The FDA said its analysis of currently available data suggests that failure to disengage is not specific to any manufacturer or brand of device.  The risk of failure to disengage can be mitigated through proper use of the device, patient considerations, and selection of the device in accordance with the manufacturer’s instructions for use.  Failing to follow the manufacturer’s instructions can result in the device not performing as expected, potentially placing patients at risk.

The FDA recommends that neurosurgeons follow the device labeling instructions and select the device appropriate for the particular procedure.
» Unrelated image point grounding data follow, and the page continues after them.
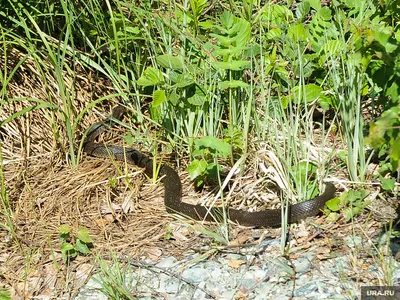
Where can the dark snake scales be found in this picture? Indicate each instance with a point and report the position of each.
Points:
(173, 188)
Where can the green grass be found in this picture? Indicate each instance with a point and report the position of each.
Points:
(251, 75)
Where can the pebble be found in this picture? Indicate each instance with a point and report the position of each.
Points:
(258, 277)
The FDA advises that the neurosurgeon to

  • Select the appropriate cutting accessories based on the patient’s skull thickness.
  • Hold the perforator perpendicular to the inner table of the skull at the point of penetration throughout the entire drilling procedure.
  • Do not rock, rotate, or change the angle of the device during drilling.
  • Avoid using excessive pressure when nearing the point of perforation to prevent penetration into the brain.

In addition, the FDA advises caution when perforating the skulls of infants, children, or elderly patients because of varying skull consistency and thickness of bone.

The FDA encourages prompt reporting of adverse events to help the FDA identify and better understand the risks related to the use of medical devices. Such events can be reported through the MedWatch safety information and adverse events reporting program: www.fda.gov/medwatch/report.htm.